#### Review of Linear Regression

- Can extend a linear model to fit nonlinear functions

#### Estimator bias and variance
- $\hat{\theta} = (X^TX)^{-1}X^TY$
- Train several models and get several different models
- True underlying parameter $\theta$, and our average estimation is $E[\hat{\theta}]$
- The bias is $E[\hat{theta}] - \theta$
- The variance is $E[(\theta - E[\hat{\theta}])^2]$ 

#### Example of bias and variance
- Expectation is a linear operator
- $E[aX] = aE[x] and E[X + Y] = E[X] + E[Y]$
- $m$, the number of coin flips, doesn't affect the bias of the estimator, but it does affect the variance
- i.e. if you flip a coin twice, you'll get a lot of variability, but if you flip it 3000 times, you're likely to get a more consistent distribution
- when there's less data samples, the distribution is more likely to have high variability
- Show that the sample mean estimator has bias 0

#### Variance of sample mean estimator
- Properties of variance: $var(aX) = a^2 var(X)$ and $var(x + y) = var(x) + var(y) + 2 cov(x, y)$, if x and y are ind

#### Standard Error
- More samples -> less variability in the mean
- More samples -> smaller and smaller variance of your estimator
- SE of the sample mean = $\sqrt(var(\hat{\theta}))$

#### MSE
- Mean squared error = var(estimator) + bias(estimator)^2

- Higher model complexity -> fit the data better
- Have a lot more parameters/degrees of freedom
- i.e. if you have $n$ points and are allowed to use $n-1$ parameters, you can just make a $n-1$ degree polynomial and fit the whole dataset


#### Training, Validation, and testing data
- Training data - used to laearn the params of your model
- Validation data: used to optimize the hyperparameters 
- Testing data - score your model, use it only once, its the final accuracy
- One method of selecting hyperparameters is to select some hyperparameters, train on the training data, and test on validation data, and select the hyperamraters that perform best on the validation data
- This risks selecting a setting of hyperparameters that only work well on the validation dataset though. This is why we can also do k-fold CV

#### Cross-Validation
- Take your training data and divide it into $k$ folds 
- Train on $k-1$ and validate on the $k$th
- Alternate this $k$ and take the average error. 

#### Maximum Likelihood
- Find the params that yield the highest probability of having observed your dataset
- Say we have 3 clusters and want to  model each cluster as being generated by a multivariate Gaussian. There are 3 Gaussian clusters, each one describes the distribution for the poits in that class. 
- We can use ML estimation to find the params for each cluster that maximizes our probability of observing the data
- Basically we have 3 classes: $y_1, y_2, y_3$ and a bunch of data points $(x_i, y_i)$.
- Each cluster is multivariate Gaussian, so it can be modelled by some mean and covariance matrix. 
- Write down the likelihood using independence assumption: $L = \prod_{i=1}^{N} p(x_i,y_i)$ because we observe the pairs as coming from a joint model, and then use the chain rule of probability: $L = \prod_{i=1}^{N} p(y_i) p(x_i | y_i)$. 
- Crucial assumption: $p(x_i | y_i) \sim N(\mu_i \sigma_i) $
- $p(y_i)$ are the probabilities that we assign to our class labels, which in MLE we take to be constant (i.e. we don't impose a prior on the class labels). If we did impose a prior on the class labels, this would be a MAP estiamtion.
- And then we can substitute this in to expand the likelihood, take the log, and maximize overall all 6 params (the means and covar matrices for each of the 3 classes). 

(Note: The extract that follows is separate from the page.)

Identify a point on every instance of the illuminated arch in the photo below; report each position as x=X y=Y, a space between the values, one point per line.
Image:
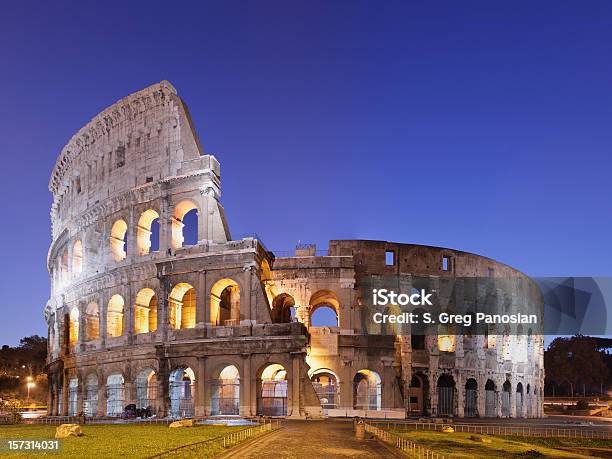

#### Inference after training with maximum likelihood
- Scenario: We have estimated $\theta$, the parameters corresponding to the mean and covariance matrices of the 3 Gaussian clusters. Now we are given a new data point $x_i$. We want to predict a label. 
- Solution: $y = argmax_{y_i} p(y_i | x_i)$, i.e. pick the class label that maximizes the posterior distribution of our. We can use Bayes' rule to compute this: $p(y_i | x_i) = \frac{p(x_i | y_i)p(y_i)}{p(x_i}$ where $p(x_i | y_i)$ is the likelihood (of our data given the label), $p(y_i)$ is our prior belief of the label, and $p(x_i)$ is known as the evidence. 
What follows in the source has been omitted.